Non loin du crédo Tarantino « dernière manière » (venger les opprimés de l’histoire sur le terrain de la fiction : Inglourious Basterds, Django Unchained et Les Huit Salopards), le geste de Sofia Coppola ne cache pas ses intentions réparatrices : inverser le rapport de force, en épousant davantage le point de vue des femmes. Sur le principe, il n’y a évidemment rien de reprochable à vouloir expurger sa substance machiste du film de Siegel, à condition bien sûr de combler le vide abyssal de sa trouble démence par une folie d’un autre genre, et de ne pas se contenter de le rhabiller à la mode Jane Austen : deux précautions que ce remake exfolié de la moindre faute de goût omet hélas d’envisager, à l’instant d’épurer le scénario de toutes ces scènes poussées aux confins du grotesque, qui faisaient l’essence du tableau joyeusement révisionniste de Siegel, dans lequel chacun en prenait copieusement pour son grade (hommes comme femmes, esclavagistes aussi bien que Nordistes arrogants). Eastwood y était le loup dans la bergerie, venu du double horizon des contes pour enfants (il ne fallait pas plus de trois minutes à son personnage pour galocher une rouquine de douze ans – transgression bannie ici, comme toutes les autres) et de cette image lisse d’homme sans nom, qu’il s’amusait à retourner comme un gant. Le film jouissait pleinement de ses outrances : une fois craqué le masque des manières, après cette scène pivot d’amputation (commune aux deux films), le lieutenant dévoilait son vrai visage de croquemitaine misogyne. Or ici, prié par une direction émasculante de ne pas tomber dans l’excès, Colin Farrell ronronne un peu dans un rôle de petite stature, et sacrifie sur l’autel de la parité des performances d’acteurs le monstre qu’il eût sans doute été capable d’interpréter.

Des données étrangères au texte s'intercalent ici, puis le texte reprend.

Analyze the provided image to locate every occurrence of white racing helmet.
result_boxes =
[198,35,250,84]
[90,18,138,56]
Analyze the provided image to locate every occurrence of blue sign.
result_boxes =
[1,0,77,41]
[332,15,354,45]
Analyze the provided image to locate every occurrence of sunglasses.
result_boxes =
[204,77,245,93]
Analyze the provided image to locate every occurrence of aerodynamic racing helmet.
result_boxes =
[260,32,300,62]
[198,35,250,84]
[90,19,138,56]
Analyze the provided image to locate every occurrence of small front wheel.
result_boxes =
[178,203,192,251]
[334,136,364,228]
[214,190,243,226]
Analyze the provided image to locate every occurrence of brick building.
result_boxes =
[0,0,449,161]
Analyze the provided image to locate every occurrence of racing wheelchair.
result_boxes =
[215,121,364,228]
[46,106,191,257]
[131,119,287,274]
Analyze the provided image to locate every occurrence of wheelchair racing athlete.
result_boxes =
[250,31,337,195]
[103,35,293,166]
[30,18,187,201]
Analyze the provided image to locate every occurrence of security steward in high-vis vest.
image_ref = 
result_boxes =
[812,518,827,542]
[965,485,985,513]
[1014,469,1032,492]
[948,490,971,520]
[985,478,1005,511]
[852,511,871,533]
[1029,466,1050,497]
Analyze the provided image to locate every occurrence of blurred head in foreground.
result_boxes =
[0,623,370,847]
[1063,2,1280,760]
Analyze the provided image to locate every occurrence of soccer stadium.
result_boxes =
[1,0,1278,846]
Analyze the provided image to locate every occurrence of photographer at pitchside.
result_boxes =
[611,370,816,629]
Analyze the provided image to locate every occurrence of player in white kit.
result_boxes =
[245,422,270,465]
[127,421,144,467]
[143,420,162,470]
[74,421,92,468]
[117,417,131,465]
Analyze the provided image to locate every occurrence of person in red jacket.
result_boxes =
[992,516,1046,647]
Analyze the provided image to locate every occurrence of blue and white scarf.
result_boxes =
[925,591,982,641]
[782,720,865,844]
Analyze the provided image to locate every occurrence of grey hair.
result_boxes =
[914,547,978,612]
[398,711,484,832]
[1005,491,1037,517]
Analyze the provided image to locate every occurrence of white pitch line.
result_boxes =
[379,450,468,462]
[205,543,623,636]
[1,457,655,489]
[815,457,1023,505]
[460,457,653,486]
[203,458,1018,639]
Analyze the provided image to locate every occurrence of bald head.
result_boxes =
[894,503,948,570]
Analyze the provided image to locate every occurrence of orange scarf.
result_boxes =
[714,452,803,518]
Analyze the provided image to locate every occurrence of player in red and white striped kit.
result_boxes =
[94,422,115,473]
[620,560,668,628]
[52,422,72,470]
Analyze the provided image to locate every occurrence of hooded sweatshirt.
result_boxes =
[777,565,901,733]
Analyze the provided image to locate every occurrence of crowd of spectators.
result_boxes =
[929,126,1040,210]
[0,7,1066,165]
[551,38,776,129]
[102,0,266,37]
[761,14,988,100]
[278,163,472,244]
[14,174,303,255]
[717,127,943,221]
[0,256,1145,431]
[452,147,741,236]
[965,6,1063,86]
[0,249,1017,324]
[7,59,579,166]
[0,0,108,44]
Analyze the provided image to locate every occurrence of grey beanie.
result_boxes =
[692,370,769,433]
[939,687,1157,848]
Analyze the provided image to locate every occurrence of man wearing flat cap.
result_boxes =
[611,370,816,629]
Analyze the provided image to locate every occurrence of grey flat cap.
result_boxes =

Résultat : le film donne l’impression de retenir ses coups, en ne convertissant finalement aucune de ses hypothèses. Pire : trop hygiénique, le style Sofia Coppola paraît tresser un cordon sanitaire autour du sujet, et se bouche le nez devant ce que ses poupées pourraient avoir d’un peu sale (à l’image des scènes érotiques évitées, ou de cette esclave noire, présente dans le roman et le film de Siegel, qui disparaît totalement de l’intrigue translucide de la cinéaste). Une fois encore, le film n’est pas raté (Elle Fanning y est par exemple vraiment bien), mais dans le contexte d’une compétition cannoise, sa pudibonderie le rend totalement anecdotique.